The big hurricane that couldn’t is the way one North Carolina Extension agricultural agent describes his county’s brush with Hurricane Earl.

The most rainfall from Hurricane Earl came more south than north along the North Carolina Coast. In general, the areas that needed rain the most got it from the storm and areas farther up the coast near the Virginia line, where recent rainfall had actually kept some farmers out of the field, received surprisingly little rain from the storm.

Earl pounded North Carolina’s Outer Banks for a few hours late Thursday night and early Friday morning, but rapidly moved northward at nearly 20 mph. The once huge and powerful storm lost its punch when it approached the Carolina Coast, and as predicted moved north and east away from land. For most North Carolina residents, and plenty of North Carolina farmers, avoiding damage from the storm produced a collective sigh of relief. For hard pressed North Carolina growers, trying to salvage a decent crop despite this year’s intense summer heat and drought, missing the wind and rain damage from Earl was a bonus.

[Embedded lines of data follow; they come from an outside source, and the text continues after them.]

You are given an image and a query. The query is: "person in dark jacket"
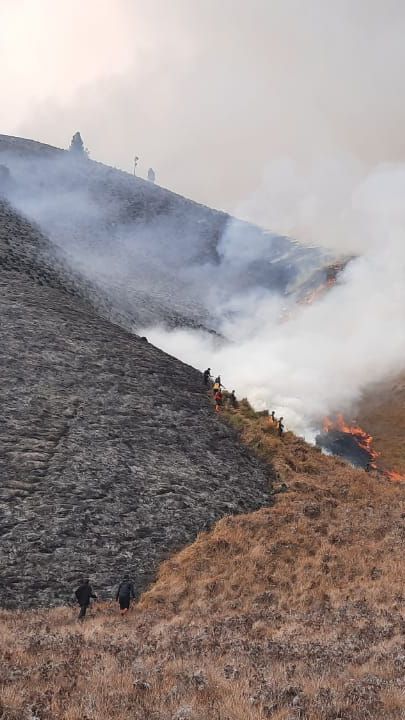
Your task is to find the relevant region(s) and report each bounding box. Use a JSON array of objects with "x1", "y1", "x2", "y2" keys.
[
  {"x1": 115, "y1": 575, "x2": 135, "y2": 615},
  {"x1": 75, "y1": 578, "x2": 97, "y2": 620},
  {"x1": 229, "y1": 390, "x2": 238, "y2": 410},
  {"x1": 203, "y1": 368, "x2": 211, "y2": 385}
]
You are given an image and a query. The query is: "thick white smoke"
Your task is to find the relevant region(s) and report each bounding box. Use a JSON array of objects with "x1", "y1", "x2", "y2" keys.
[{"x1": 144, "y1": 163, "x2": 405, "y2": 436}]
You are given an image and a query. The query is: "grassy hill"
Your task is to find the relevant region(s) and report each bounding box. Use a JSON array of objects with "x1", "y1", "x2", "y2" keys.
[{"x1": 0, "y1": 404, "x2": 405, "y2": 720}]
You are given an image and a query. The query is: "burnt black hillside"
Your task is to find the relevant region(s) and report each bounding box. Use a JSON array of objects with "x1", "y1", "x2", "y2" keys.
[
  {"x1": 0, "y1": 135, "x2": 335, "y2": 329},
  {"x1": 0, "y1": 198, "x2": 269, "y2": 606}
]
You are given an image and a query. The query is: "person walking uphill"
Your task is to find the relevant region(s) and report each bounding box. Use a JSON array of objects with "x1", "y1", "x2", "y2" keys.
[
  {"x1": 75, "y1": 578, "x2": 97, "y2": 620},
  {"x1": 115, "y1": 575, "x2": 135, "y2": 615},
  {"x1": 203, "y1": 368, "x2": 211, "y2": 385},
  {"x1": 214, "y1": 390, "x2": 223, "y2": 412}
]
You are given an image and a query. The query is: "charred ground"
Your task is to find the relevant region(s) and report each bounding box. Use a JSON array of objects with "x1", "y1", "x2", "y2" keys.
[{"x1": 0, "y1": 197, "x2": 271, "y2": 607}]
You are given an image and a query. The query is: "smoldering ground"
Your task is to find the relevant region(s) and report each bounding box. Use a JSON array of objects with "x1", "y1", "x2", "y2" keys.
[{"x1": 1, "y1": 141, "x2": 405, "y2": 436}]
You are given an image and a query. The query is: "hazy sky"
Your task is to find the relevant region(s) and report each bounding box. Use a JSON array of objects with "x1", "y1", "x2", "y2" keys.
[{"x1": 0, "y1": 0, "x2": 405, "y2": 222}]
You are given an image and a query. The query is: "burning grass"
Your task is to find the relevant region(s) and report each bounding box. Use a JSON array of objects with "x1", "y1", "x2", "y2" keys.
[{"x1": 0, "y1": 403, "x2": 405, "y2": 720}]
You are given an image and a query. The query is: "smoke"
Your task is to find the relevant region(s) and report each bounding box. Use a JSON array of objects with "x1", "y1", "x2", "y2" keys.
[
  {"x1": 0, "y1": 0, "x2": 405, "y2": 217},
  {"x1": 0, "y1": 0, "x2": 405, "y2": 434},
  {"x1": 144, "y1": 163, "x2": 405, "y2": 437}
]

In Pasquotank County, a scant 20-30 miles from the Coast, Extension Ag Agent Al Wood says they had wind in the 30-40 mile an hour range and less than an inch of rain from the storm.

Even nearer the Coast, Extension Ag Agent Mark Powell in Camden County says damage was minimal. “We got some wind gusts that blew down a few limbs and by hurricane standards fairly light rain. We were really lucky this time,” Powell says.

Farther down the coast in Hyde County where crops were in a particularly vulnerable stage, rainfall was heavier, but wind damage was less, virtually non-existent.

A big concern among growers was that Hurricane Earl would dump large amounts of rain on already soggy fields and delay defoliation of a large cotton crop. North Carolina Extension Agent Lewis Smith says the big concern was getting heavy rains over several days, which would have put growers in a situation of having a lot of re-growth in their cotton.

Smith, who is an Extension Ag Agent in Perquimans County in northeast North Carolina, says the cotton crop in his county is 2-3 weeks early.

With corn still waiting for harvest in many cases, wind damage to both crops would have been a bad situation. Plus, the delays in harvesting from heavy rainfalls would have created even more problems for growers.

Cotton in particular was vulnerable to the hurricane. The state’s Cotton Belt stretches up and down the coast and inland nearly to Raleigh.  Once past the first two or three counties closest to the coast, there was virtually no wind or rain damage from the storm.

North Carolina’s crop year has been as surprising as the big miss from the big storm. Fortunately, Hurricane Earl was a good surprise.